I am reading pthread man and seeing following:
With NPTL, all of the threads in a process are placed in the same
thread group; all members of a thread group share the same PID.
My current architecture is running on NPTL 2.17 and when I run htop that is showing threads I see that all PIDs are unique. But why? I am expecting some of them (e.g. chrome) sharing same PID with each other?
See man gettid:
gettid() returns the caller's thread ID (TID). In a single-threaded
process, the thread ID is equal to the process ID (PID, as returned
by getpid(2)). In a multithreaded process, all threads have the same
PID, but each one has a unique TID. For further details, see the
discussion of CLONE_THREAD in clone(2).
What htop shows is TID, not PID. You can toggle display of the threads on/off with H key.
You can also enable PPID column in htop and that shows the PID / TID of the main thread for threads.

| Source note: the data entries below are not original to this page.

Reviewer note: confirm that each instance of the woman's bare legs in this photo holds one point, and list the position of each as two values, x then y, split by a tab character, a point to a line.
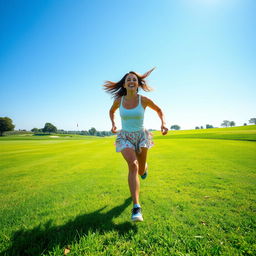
142	160
133	179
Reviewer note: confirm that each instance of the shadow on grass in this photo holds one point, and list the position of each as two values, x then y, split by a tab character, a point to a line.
44	237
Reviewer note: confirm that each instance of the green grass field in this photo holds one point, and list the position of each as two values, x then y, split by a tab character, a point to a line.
71	193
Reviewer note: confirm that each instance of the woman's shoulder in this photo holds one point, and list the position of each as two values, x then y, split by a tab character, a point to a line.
144	101
117	101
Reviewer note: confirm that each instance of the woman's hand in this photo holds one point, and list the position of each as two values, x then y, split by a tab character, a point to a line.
114	129
164	130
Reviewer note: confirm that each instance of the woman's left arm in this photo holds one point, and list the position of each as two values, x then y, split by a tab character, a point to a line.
149	103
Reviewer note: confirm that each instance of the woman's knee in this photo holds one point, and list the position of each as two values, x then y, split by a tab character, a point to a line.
133	165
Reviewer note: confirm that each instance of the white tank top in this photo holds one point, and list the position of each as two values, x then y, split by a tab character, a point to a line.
132	119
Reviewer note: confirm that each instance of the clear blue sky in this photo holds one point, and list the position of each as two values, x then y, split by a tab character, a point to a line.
55	55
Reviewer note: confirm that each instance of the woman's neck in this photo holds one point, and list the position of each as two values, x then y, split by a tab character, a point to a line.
131	95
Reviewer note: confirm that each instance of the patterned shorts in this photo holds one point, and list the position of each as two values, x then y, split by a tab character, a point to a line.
134	140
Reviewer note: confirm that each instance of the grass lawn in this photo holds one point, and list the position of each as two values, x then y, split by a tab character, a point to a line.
70	194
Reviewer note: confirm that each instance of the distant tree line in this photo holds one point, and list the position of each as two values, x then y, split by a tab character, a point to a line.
6	125
50	128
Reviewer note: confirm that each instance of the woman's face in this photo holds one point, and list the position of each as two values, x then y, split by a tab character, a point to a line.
131	82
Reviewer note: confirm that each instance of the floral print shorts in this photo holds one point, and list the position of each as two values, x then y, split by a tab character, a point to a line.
134	140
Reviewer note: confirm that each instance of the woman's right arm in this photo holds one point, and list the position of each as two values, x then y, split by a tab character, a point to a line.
112	111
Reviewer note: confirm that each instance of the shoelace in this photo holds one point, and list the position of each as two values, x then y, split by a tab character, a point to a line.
136	210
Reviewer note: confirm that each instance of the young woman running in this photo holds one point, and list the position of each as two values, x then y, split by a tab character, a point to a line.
133	141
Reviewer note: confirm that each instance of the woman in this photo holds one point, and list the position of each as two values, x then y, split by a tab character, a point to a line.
133	141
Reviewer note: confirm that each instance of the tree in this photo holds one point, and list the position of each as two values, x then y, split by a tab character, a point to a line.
34	130
209	126
225	123
232	123
175	127
6	125
48	127
92	131
252	120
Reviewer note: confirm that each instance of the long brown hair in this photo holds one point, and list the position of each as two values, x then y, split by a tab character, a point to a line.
117	88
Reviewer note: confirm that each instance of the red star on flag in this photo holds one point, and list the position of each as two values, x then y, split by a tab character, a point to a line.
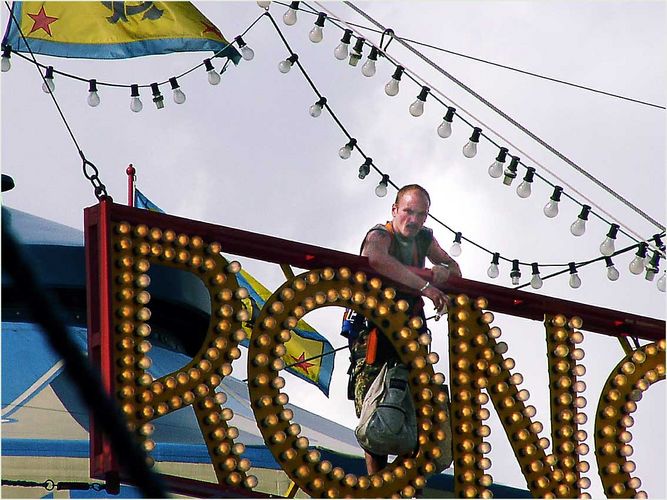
42	21
210	28
301	362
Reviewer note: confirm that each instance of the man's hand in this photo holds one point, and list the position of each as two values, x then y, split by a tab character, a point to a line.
440	275
439	299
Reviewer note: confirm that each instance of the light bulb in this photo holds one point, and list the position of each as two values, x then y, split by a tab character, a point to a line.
524	189
49	85
289	17
346	151
368	69
493	271
381	188
575	280
510	171
637	265
662	283
247	53
470	149
455	249
93	96
536	280
515	274
445	128
213	76
316	109
6	63
135	103
417	107
578	227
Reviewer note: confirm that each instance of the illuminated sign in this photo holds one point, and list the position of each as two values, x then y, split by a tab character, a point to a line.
122	245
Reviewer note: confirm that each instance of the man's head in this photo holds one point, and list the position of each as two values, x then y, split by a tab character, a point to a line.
410	209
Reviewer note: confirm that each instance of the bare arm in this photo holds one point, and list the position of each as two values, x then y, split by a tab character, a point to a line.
438	256
376	248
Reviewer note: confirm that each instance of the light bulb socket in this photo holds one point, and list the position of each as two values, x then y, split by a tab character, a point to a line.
423	94
359	46
398	73
502	155
613	231
158	98
320	19
641	249
530	173
585	210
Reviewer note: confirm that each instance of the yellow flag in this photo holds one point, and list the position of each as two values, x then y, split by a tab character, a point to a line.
113	30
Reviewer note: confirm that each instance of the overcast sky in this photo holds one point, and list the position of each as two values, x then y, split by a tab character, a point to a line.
247	154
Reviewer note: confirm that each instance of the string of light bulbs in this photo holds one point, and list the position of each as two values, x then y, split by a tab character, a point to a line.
291	13
136	105
496	169
470	149
315	36
315	110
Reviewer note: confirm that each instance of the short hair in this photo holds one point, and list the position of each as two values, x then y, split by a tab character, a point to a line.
412	187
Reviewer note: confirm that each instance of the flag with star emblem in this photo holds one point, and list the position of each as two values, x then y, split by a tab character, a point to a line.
304	349
113	30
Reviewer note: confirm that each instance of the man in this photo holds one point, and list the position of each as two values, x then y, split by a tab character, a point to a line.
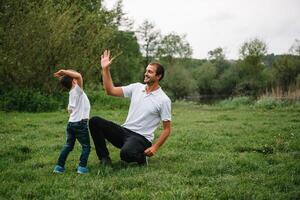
149	105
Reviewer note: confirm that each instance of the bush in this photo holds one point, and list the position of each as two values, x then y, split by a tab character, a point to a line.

Google's documentation for Chromium (which probably operates similarly to Chrome when it comes to these concepts) states that they use a "multi-process architecture". Your quote from pthread's man page states that all of the threads in a single process are placed under the same PID, which would not apply to Chrome's architecture.
Because kernel-level threads are no more than processes with the (nearly) same address space.
This was "solved" by the linux kernel development by renaming them the processes to "threads", the "pid"-s to "tid"-s, and the old processes became "thread groups".
However, the sad truth is that if you create the thread on Linux (clone()), it will create a process - only using the (nearly) same memory segments.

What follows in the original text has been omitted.